- USD/JPY declines on expectations BOJ will let rates rise quickly
- Fed rate cut bets fully priced in by March meeting; implied rate stands at 5.123%
- Fed’s Bostic noted US employment gains are slowing in an orderly manner, no need for tightening
NFP Day
The US economy should continue to gradually weaken as the labor market softens. This labor market report showed 187,000 jobs were added to the economy, while wage pressures heated up, and as the unemployment rate dipped to 3.5%. This NFP report should support the argument that the Fed is done raising rates. Fed speak post payrolls poured cold water over the hot bond market selloff. Fed’s Bostic said that the job gains are slowing orderly and that they have no reason to hike again. Fed’s Goolsbee added that they are getting positive numbers with inflation and that the job market is cooling a little bit.

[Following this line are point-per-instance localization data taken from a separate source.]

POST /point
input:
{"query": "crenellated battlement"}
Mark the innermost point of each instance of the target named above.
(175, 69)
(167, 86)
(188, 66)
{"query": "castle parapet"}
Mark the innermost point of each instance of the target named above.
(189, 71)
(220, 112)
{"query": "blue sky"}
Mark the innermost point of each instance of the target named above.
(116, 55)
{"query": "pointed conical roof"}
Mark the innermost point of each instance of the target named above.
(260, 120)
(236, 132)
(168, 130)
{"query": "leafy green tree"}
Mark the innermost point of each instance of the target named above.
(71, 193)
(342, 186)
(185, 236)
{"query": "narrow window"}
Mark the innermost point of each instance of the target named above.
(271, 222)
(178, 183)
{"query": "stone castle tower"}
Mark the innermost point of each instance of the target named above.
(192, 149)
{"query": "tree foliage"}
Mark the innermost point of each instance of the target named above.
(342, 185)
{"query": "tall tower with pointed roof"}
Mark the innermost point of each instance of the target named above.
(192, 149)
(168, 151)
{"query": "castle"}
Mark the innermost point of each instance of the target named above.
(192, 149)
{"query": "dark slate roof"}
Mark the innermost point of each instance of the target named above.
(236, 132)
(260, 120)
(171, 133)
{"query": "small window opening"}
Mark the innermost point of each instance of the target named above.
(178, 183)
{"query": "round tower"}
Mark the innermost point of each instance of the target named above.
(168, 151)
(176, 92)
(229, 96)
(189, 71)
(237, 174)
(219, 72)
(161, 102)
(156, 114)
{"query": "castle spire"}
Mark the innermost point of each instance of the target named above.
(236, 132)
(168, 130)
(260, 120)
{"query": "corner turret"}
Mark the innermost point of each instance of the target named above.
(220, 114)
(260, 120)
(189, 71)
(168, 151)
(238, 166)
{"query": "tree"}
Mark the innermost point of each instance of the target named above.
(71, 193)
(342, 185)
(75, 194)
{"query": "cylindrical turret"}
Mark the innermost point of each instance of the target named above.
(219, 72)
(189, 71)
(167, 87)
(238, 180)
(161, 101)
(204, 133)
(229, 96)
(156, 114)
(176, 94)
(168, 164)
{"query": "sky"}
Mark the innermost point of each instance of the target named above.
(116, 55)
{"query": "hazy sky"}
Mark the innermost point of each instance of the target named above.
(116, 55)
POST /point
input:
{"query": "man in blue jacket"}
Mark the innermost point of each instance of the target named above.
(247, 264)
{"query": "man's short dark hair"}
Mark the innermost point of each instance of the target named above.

The risks for more Fed tightening are going away, but that could change with next Thursday’s inflation report.
USD/JPY
Price action on the USD/JPY daily chart show that the potential bearish ABCD pattern that formed a couple days ago is tentatively respecting trendline support at the 141.50 region. If bearish momentum remains in place downside could target the 140.00 zone. With the BOJ’s minor tweak to YCC in place and steady US data that supports the economy is weakening, the dollar-yen could see bearishness remain intact. To the upside, 144.00 remains key resistance
Apple disappoints and Amazon Delivers
The last two major tech giant earnings delivered diverging stories. Amazon crushed it in the second quarter, while delivering financial discipline with lower spending. The outlook impressed for both ecommerce and their cloud services, while the lower headcount made this a perfect earnings report.
Apple told a different story than Amazon as their outlook devices weakened, which is prompting concerns that this might be as good as it gets over the short-term for share prices. A weakening consumer and a similar fourth quarter is not inspiring investors.